Two items from the Los Angeles Times today:
Today, the Writers Guild of America, West, holds its annual honorary awards luncheon at the Westin Bonaventure Hotel, and the "Sopranos" creator is set to receive the Paddy Chayefsky Laurel Award for Television.
Though Chase always wanted to be a film writer-director, the 62-year-old earned the first of his seven Emmys 30 years ago for writing and producing "The Rockford Files." But it was his sprawling saga "The Sopranos," launched in 1999, that became a cultural touchstone and expanded writers' and viewers' expectations of what television could achieve.
But Chase, who invested the complicated psychology of his characters with the truths of his own emotional life, isn't so sure that he sees the sea change in TV that many people claim his show brought about.
"There seems to be a huge interest in writing about people out there -- perps and cops, criminal syndicates and FBI, politicians and forensic labs, and things like that," Chase says. "Therefore, I think the personal is still missing. People don't write about themselves."
Ed here: Couldn't agree more about the "personal" disappearing in all these pre-fab wanna-be bestseller type books. America is rich with stories and so few of them are told in crime fiction these days.
Say it Ain't So:
The 'Incredible Shrinking' idea
Last week, news broke that Brett Ratner was talking to producer Brian Grazer about possibly directing a remake of "The Incredible Shrinking Man" with Eddie Murphy starring for Universal Pictures and Imagine Entertainment. Hot comedy team Thomas Lennon and Robert Ben Garant ("Reno 911!: Miami") have written the most recent draft of the screenplay, adapted from the Richard Matheson novel.
Ed here: Yeah and I'm Murphy will give us plenty of Norbit-s in the role. Can you spell disaster?? And you thought the Lilly Tomlin version was bad.
From Pattinase by Patti Abbot
Wednesday, April 23, 2008
Sleeping Dogs by Ed Gorman
Yesterday I mentioned this book in a meme.

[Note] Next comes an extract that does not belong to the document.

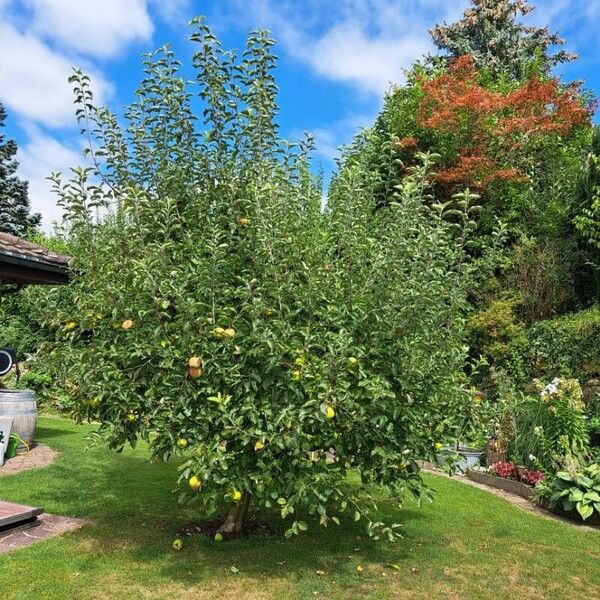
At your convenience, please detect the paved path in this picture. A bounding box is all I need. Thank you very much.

Last night, I decided I wanted to say more about it than the five lines that challenge allowed.
Most books about politics tend to be thrillers. A quiet, incisive meditation on the seductiveness of political power, the people it attracts, and the way it all plays out is unusual. But Sleeping Dogs by Ed Gorman is exactly that. No plots to blow up the White House unfold; no bio-terrorists loom. Instead, this novel looks at an Illinois Senate race from the perspective of political consultant, Dev Conrad, an operative who’s realistic about what politicians are like. Dev stays in the game though it often sickens him. He’s good at it, and on some level, he likes the political arena, always hoping to find a politician he can promote for more than a paycheck.

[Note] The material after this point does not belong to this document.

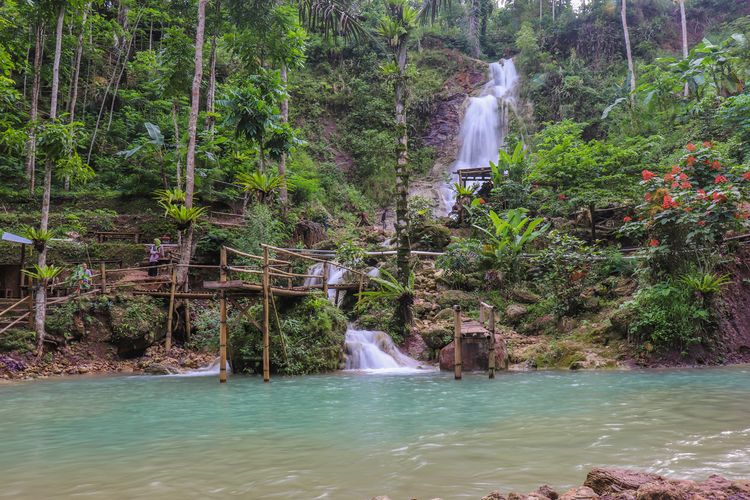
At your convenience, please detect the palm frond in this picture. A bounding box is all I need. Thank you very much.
[297,0,367,40]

Sleeping Dogs has a cast of characters that turns out to be multifaceted and complicated. No one is exactly what he/she first appears to be. In Sleeping Dogs, the actions are in proportion to the actors, each scene inexorably follows the one before it.
I hope we run into Dev Conrad again, working for a politician he can like. One of the most interesting questions posed in the novel was this: what do you do if you like the voting record and the political stance of a candidate, but not the person him/herself? That’s a question we need to think about. This was a terrific book.